Met name gelet op de vraagstelling van het hof, zoals weergegeven in overweging 6.4., tweede en derde gedachtestreepje, acht het hof het geboden dat de werkzaamheden, zoals omschreven en geoffreerd door de deskundige in de tweede aangepaste offerte, worden verricht ter beantwoording van de gestelde vragen. Het hof zal daarom het voorschot van deskundige overeenkomstig het in die tweede versie van de aangepaste offerte in afwijking van hetgeen in het tussenarrest van 4 april 2017 nader bepalen op € 2.468,40 (inclusief BTW).

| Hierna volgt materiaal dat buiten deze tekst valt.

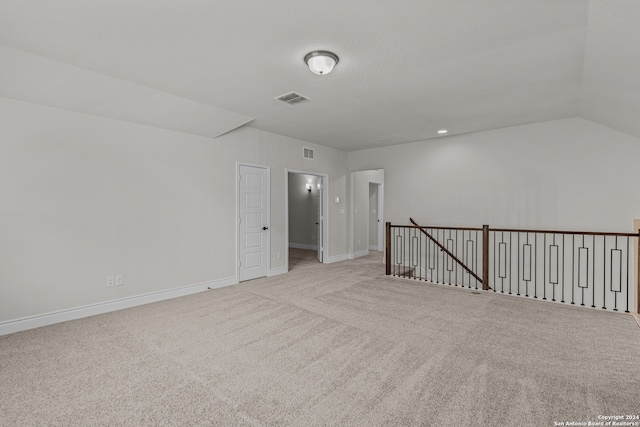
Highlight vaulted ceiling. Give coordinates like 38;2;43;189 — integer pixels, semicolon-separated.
0;0;640;151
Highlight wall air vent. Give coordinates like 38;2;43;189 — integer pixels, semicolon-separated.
275;92;310;105
302;148;313;160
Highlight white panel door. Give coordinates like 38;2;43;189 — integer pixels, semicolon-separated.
238;165;269;282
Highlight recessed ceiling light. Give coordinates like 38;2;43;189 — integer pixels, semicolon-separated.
304;50;339;76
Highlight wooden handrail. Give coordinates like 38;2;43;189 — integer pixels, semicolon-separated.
409;218;486;289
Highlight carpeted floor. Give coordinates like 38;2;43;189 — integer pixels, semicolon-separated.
0;251;640;426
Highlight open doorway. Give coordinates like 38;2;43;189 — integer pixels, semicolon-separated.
285;170;328;271
369;181;384;252
349;169;384;259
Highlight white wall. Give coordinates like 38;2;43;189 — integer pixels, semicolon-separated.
349;118;640;232
0;98;347;325
289;173;318;249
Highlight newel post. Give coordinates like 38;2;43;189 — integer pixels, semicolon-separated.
482;225;490;291
384;222;391;276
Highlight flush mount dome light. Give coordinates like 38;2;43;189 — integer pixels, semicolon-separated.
304;50;339;76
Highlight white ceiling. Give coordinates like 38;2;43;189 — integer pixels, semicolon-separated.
0;0;640;151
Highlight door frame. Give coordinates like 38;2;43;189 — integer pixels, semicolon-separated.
367;180;384;252
235;161;271;283
284;168;329;272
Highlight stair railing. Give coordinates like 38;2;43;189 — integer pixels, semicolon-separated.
385;218;640;312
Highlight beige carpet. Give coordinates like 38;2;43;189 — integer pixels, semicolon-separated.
0;251;640;426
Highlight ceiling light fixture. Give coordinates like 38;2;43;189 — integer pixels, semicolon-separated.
304;50;339;76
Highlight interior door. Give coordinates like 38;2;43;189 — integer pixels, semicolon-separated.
238;165;269;282
316;177;324;262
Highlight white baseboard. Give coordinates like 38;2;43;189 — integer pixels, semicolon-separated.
267;267;287;277
0;277;238;335
289;243;318;251
324;254;349;264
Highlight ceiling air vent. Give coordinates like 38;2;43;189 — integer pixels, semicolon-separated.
276;92;310;105
302;148;313;160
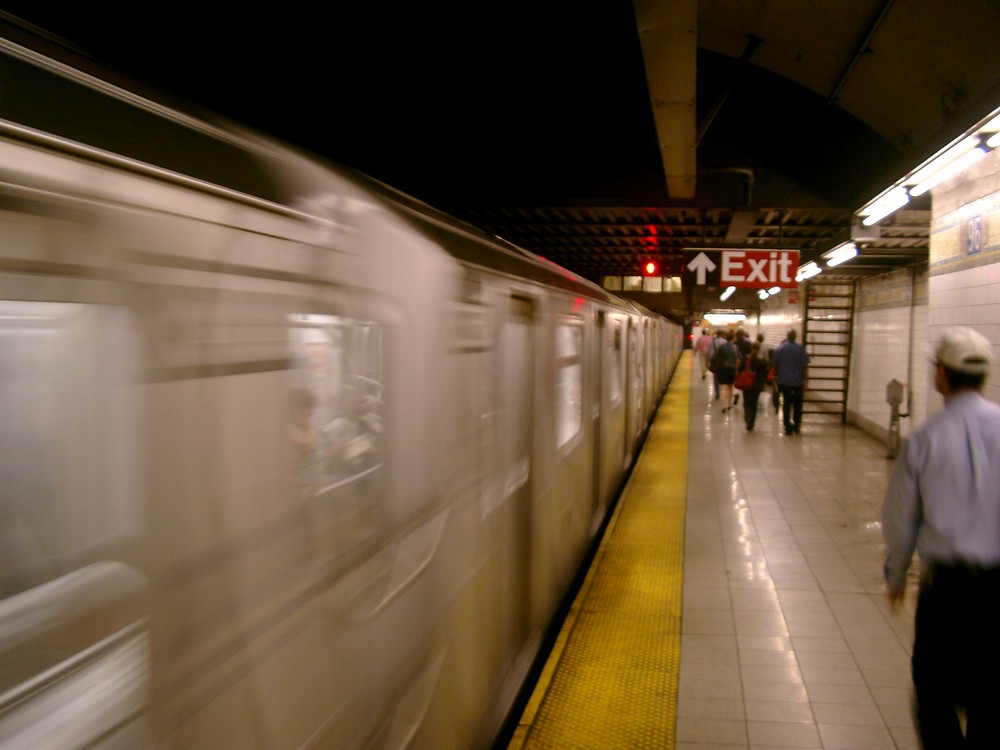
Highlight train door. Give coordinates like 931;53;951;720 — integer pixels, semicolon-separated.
624;318;639;465
499;297;535;668
587;311;605;533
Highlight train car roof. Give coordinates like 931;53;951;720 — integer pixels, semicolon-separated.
0;14;652;315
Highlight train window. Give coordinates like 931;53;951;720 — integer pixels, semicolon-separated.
0;301;144;599
288;314;386;556
556;318;583;448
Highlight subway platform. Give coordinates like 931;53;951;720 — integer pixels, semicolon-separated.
508;351;919;750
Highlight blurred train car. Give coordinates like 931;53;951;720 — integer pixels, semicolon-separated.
0;23;682;750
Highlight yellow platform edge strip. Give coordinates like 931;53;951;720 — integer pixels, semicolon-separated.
507;351;692;750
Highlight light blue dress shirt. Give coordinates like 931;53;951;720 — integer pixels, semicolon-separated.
882;391;1000;592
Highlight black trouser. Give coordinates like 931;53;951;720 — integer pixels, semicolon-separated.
743;388;762;430
778;385;805;432
913;566;1000;750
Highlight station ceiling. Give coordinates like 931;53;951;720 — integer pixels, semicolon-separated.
2;0;1000;318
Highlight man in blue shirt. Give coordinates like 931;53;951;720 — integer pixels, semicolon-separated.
882;328;1000;750
771;328;809;435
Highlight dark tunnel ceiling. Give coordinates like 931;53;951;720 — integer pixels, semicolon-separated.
3;0;1000;318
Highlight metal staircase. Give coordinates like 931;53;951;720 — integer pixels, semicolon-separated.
802;277;854;423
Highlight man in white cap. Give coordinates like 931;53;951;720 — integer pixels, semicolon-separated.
882;328;1000;750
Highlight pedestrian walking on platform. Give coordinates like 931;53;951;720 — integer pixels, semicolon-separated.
882;328;1000;750
772;328;809;435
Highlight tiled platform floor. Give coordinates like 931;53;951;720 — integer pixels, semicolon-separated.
676;356;919;750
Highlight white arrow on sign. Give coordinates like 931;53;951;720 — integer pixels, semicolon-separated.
688;253;716;286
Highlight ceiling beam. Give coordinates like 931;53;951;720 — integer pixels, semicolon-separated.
633;0;698;199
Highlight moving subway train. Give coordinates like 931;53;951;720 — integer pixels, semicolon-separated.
0;23;682;750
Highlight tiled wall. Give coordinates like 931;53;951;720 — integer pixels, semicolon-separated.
848;269;933;437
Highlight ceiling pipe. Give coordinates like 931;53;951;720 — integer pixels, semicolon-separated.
826;0;896;104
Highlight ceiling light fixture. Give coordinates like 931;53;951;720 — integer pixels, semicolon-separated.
861;187;910;227
795;260;823;281
910;144;992;196
705;313;747;326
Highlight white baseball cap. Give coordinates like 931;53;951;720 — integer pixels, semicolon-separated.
935;328;993;375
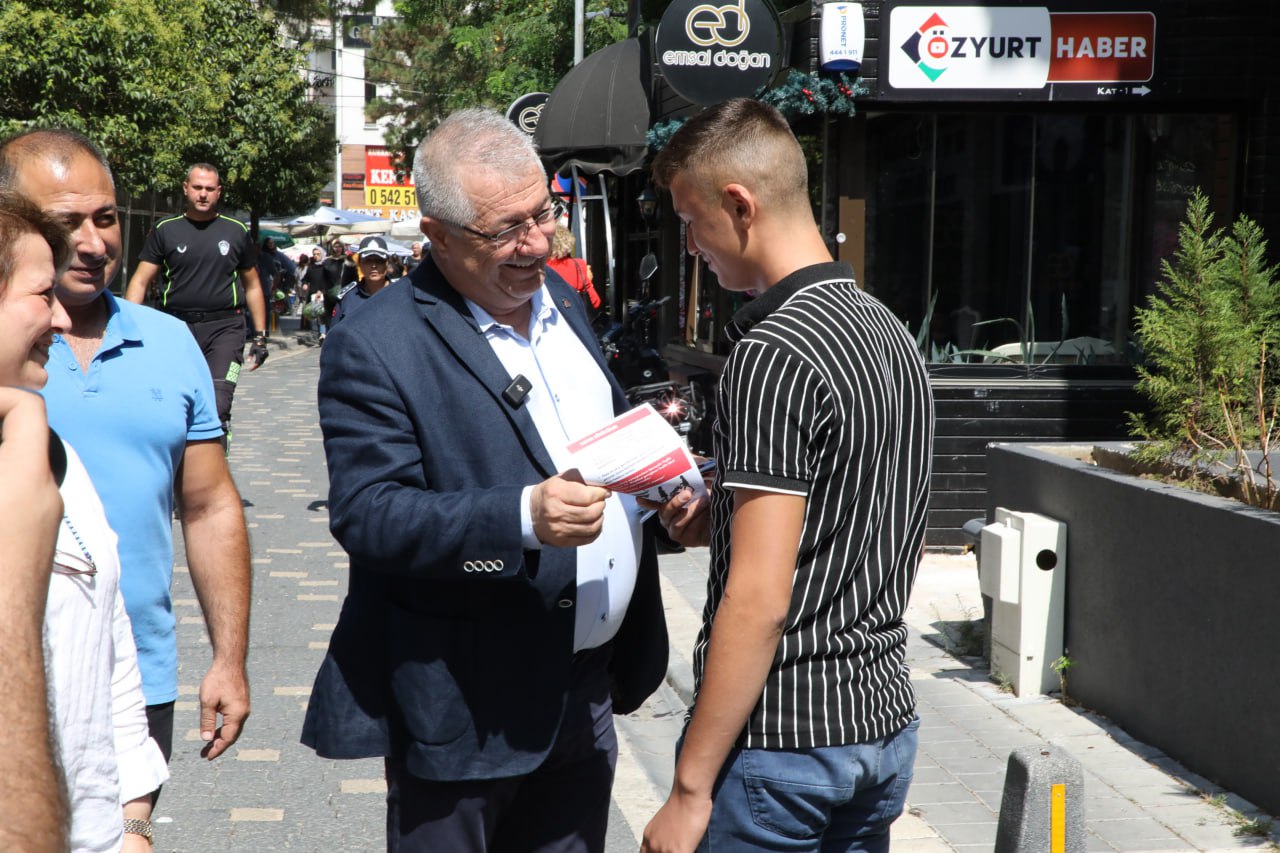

Het hof ziet geen reden terug te komen op zijn beslissing aangaande de verdeling van de kosten van het voorschot over beide partijen.
9.5.
Iedere verdere beslissing zal worden aangehouden.

10.De uitspraak

Het hof:
bepaalt het voorschot van deskundige in afwijking van het bepaalde in het tussenarrest van 4 april 2017 op € 2.468,40;
bepaalt dat het tussenarrest van 4 april 2017 voor het overige ongewijzigd blijft;
houdt iedere verdere beslissing aan.
Dit arrest is gewezen door mrs. J.I.M.W. Bartelds, W.J.J. Beurskens en J.J. Verhoeven en in het openbaar uitgesproken door de rolraadsheer op 30 mei 2017.